Флюр и Рамиль пытались отговорить Митю. Они и так, и сяк заходили к нему, с разных сторон, с фасада, с тыла. Флюр зло кричал: для этого я тебя подобрал у метро, мазила бездарный, кому нужны твои картинешки, арбатский прихвостень, дешевка!.. преступником хочешь заделаться, легкой монеты захотел!.. Мягкий Рамиль увещевал: подумай сам, пораскинь мозгами, а если вас сцапают?.. Пятак тебе обеспечен только так, а то и семерик… И амнистии не дождешься… Ты же станешь другим человеком, пойми, дурак, с зоны на материк не возвращаются, даже если тебя и выпускают на свободу, на зоне остаются навсегда!.. У тебя в крови потечет табак зоны, похлебка зоны, касты зоны!.. Там же касты, дурья башка, там же жесткое деленье на касты, не дай Бог тебе провиниться, тут же тебя упекут в чушки, в козлы… в петухи… стать петухом — страшно… это опущенные… один братан мой, двоюродный, на зону попал, стал петухом… и свел счеты с жизнью, повесился в дальняке, в нужнике, значит…
Митя сжимал зубы.

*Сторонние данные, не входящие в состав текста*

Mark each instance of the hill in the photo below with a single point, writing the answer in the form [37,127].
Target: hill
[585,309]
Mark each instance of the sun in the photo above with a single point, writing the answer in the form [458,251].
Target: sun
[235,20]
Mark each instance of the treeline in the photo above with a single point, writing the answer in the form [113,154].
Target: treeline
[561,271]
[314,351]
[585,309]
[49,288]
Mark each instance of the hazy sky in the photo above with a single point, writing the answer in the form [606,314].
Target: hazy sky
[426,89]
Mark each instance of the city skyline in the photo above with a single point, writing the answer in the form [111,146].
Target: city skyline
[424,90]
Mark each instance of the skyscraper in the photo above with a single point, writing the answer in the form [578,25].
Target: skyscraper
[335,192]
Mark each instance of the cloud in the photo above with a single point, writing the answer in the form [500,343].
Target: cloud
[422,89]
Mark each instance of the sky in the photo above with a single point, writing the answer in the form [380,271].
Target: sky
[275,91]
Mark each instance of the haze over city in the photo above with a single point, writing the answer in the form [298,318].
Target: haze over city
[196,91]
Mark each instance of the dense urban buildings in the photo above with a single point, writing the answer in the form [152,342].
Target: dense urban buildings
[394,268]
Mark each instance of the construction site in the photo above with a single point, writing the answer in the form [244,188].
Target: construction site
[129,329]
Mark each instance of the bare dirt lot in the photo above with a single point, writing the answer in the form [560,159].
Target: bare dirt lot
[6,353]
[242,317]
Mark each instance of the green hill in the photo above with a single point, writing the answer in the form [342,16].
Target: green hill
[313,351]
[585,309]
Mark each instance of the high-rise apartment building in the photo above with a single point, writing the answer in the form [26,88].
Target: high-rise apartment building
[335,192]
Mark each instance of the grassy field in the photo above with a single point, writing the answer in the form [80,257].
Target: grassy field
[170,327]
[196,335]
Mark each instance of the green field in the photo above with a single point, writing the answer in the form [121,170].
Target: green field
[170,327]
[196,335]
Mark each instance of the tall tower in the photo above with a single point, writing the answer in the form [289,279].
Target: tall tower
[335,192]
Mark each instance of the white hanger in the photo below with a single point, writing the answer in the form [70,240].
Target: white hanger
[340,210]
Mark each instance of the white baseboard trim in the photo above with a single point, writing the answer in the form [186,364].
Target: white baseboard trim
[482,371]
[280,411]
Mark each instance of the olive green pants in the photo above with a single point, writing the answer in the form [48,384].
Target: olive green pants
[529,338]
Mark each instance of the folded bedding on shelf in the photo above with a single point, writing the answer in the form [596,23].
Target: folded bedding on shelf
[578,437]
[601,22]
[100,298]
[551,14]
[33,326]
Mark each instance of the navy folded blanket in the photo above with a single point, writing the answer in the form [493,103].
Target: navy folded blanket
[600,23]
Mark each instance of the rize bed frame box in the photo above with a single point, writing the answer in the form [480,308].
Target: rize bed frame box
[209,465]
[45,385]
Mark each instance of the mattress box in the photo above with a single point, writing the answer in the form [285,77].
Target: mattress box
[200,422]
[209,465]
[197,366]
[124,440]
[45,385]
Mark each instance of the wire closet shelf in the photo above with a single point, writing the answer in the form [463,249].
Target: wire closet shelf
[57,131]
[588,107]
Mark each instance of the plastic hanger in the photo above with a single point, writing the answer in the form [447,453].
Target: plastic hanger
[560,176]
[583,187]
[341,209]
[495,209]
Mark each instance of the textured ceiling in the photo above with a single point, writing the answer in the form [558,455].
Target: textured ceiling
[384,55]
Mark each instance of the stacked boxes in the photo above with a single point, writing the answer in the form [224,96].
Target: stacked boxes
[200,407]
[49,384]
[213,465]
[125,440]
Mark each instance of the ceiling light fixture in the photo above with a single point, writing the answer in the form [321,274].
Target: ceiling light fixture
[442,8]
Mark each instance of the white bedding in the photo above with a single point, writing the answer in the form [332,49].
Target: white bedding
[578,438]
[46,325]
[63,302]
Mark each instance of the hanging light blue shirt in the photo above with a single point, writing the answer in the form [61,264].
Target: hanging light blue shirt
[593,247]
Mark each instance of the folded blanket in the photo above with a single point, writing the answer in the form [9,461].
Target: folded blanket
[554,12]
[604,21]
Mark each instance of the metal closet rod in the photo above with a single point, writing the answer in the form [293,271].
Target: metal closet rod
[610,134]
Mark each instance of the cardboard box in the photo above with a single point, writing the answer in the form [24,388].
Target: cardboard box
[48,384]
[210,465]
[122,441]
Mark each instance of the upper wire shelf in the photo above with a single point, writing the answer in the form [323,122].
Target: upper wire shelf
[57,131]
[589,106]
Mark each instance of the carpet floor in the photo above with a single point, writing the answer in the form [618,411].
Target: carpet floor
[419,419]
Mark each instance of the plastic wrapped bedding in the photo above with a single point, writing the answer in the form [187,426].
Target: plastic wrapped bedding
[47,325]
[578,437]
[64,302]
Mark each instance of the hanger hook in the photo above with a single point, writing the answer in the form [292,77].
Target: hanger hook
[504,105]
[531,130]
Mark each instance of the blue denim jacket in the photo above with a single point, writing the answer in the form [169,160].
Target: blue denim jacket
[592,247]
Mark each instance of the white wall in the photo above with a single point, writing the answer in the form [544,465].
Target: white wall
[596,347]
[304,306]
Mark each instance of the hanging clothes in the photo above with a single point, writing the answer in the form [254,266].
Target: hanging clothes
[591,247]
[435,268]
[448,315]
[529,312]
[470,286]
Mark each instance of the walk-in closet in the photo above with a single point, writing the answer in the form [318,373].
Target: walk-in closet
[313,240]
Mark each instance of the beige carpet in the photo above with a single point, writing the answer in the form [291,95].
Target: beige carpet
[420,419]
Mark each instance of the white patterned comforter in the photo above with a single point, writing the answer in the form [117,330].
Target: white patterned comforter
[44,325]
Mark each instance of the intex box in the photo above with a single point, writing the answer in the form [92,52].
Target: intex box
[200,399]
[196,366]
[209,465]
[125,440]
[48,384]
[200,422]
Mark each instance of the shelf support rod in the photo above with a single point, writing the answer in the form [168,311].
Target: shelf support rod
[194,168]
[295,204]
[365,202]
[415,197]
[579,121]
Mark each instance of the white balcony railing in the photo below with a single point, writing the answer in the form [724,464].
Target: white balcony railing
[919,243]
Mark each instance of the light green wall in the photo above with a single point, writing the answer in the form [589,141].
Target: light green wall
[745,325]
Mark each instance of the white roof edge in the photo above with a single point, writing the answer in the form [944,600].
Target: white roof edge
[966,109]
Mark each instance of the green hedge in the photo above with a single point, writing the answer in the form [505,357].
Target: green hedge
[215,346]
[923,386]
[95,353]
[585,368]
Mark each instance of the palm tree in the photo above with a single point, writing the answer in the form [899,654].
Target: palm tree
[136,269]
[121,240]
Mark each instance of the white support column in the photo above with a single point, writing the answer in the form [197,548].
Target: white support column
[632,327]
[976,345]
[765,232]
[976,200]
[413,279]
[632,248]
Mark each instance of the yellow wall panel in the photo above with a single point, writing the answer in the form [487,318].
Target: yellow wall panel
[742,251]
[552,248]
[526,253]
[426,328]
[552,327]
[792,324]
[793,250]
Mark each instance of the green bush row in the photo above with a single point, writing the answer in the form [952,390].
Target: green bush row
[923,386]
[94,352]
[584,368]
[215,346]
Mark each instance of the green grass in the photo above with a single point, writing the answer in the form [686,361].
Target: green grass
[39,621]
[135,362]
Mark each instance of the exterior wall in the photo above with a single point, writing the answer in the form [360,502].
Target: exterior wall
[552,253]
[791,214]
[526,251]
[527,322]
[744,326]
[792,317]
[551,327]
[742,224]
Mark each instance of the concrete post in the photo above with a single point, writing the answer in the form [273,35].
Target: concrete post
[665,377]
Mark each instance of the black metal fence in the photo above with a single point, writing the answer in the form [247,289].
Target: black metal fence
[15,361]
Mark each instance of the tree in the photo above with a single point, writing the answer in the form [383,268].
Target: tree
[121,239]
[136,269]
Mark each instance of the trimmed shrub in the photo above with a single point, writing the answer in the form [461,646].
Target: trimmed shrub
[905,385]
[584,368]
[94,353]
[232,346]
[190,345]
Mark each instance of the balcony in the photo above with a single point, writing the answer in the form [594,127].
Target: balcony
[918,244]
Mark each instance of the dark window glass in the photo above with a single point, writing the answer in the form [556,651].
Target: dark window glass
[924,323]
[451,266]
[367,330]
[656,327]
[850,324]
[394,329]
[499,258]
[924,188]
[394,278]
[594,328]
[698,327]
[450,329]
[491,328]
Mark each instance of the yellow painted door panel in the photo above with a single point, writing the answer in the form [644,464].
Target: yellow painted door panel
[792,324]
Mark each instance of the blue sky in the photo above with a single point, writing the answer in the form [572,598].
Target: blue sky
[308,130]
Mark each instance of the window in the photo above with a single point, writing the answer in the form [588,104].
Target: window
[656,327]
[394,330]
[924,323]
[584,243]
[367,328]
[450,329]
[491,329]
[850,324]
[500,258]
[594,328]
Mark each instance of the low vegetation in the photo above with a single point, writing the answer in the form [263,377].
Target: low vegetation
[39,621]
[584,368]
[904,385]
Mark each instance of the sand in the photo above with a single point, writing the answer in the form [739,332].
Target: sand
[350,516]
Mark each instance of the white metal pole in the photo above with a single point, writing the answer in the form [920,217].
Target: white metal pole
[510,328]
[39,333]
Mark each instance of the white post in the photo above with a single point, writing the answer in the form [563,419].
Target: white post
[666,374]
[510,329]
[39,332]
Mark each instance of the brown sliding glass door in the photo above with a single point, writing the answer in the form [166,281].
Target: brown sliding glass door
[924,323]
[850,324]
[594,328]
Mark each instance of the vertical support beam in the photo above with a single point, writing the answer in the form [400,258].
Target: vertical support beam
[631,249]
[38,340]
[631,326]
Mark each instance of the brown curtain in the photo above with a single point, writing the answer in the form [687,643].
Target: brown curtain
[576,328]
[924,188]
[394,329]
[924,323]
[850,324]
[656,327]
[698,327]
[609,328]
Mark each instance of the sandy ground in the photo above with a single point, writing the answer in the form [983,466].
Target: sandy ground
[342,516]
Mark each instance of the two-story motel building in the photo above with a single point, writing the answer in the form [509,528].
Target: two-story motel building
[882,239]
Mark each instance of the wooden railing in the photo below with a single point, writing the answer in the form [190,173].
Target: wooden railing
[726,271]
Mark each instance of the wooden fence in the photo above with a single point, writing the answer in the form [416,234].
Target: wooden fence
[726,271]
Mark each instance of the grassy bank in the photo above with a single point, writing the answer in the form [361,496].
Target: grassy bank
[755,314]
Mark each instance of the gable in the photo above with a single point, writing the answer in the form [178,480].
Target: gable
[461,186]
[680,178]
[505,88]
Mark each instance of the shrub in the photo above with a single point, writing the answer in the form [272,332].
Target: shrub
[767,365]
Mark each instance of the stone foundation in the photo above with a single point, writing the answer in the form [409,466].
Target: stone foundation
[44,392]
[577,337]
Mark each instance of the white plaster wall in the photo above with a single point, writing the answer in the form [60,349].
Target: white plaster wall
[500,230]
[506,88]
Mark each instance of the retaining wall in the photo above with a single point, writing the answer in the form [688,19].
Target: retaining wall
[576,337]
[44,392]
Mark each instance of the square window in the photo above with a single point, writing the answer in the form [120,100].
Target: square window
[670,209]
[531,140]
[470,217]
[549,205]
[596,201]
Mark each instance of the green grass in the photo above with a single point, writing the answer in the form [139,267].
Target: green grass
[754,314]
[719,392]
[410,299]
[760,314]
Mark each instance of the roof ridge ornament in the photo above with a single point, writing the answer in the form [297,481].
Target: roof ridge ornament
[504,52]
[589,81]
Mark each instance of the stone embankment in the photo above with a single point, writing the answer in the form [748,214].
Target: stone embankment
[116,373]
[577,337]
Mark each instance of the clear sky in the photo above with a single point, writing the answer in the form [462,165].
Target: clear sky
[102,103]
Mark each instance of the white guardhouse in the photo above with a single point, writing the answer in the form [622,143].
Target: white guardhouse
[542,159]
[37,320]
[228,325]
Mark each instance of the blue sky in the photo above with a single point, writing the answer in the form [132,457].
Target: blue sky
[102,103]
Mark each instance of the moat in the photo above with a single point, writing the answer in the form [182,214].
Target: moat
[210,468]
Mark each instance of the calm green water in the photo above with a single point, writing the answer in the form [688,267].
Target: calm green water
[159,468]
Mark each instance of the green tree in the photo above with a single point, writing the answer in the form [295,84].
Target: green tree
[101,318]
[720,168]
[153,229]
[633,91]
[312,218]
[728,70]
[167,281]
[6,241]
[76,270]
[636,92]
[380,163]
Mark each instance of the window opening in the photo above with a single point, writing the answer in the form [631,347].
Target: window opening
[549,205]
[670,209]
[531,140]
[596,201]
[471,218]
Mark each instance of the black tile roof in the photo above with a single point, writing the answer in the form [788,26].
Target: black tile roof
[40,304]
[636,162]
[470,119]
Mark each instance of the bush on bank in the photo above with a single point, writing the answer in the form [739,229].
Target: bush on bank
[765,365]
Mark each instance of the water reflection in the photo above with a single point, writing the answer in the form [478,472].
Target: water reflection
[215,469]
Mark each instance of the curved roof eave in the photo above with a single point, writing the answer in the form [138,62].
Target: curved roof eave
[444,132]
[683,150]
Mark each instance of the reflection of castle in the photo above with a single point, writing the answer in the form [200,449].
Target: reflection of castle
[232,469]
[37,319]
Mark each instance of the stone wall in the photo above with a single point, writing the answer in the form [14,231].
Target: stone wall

Его молчанье устрашало друзей. Он поворачивался к ним спиной. Мышцы узкой спины под мокрой от пота рубахой бугрились, ходили ходуном. Он решил, и делу конец. И не о чем тут больше было балакать.
…да, он просто нищий человек. Да кто шьет ему прозванье человека?! Может, он и не человек вовсе, а так, пылинка, сдунутая Богом с рукава. Город большой и бешеный, а надо найти пропитанье. Кусок хлеба в нынешней Москве дорогого стоит. Надо молодому человеку найти любовь — хоть она и долготерпит, иной раз терпеть невмочь. Подвернулась баба, Иезавель. Он ходит к ней. К себе он привести ее не может. Его скверное логово в людском муравейнике. Камора, оклеенная традиционными газетами в пятнах вина и масла. Сто каморок — кухня одна. Оттуда вечно тянет суровой гарью, площадным дымом. Это не Москва; это Армагеддон. Место последнего земного сраженья. Чтобы не класть голову под гильотину тоски, можно напиться водки и бредить. И верить, что в кухне, в самой ржавой кастрюле, кинутой и заброшенной, в которой давно никто и никогда не готовит еду, живет Левиафан. Он кожаный, костяной, ручной. Старая Мара знает, что он там живет. Она кормит его зимой — мышами, что ловят худые кошки коммуналки, летом — стрекозами. Стрекозы влетают к старой алкоголичке Маре в открытую форточку и садятся на поднятый кверху палец. И она, накрыв беднягу ладонью, сразу, сломя голову, бежит на кухню. Левиафан хочет есть. Его надо кормить часто, жирно, вкусно. А ты, художник, подождешь. Ты, художник, молча жди. Ты вступил на путь без возврата. Впечатлений захотелось?! Их давно повыбили, как зубы, и они подернулись ядовитым дымом.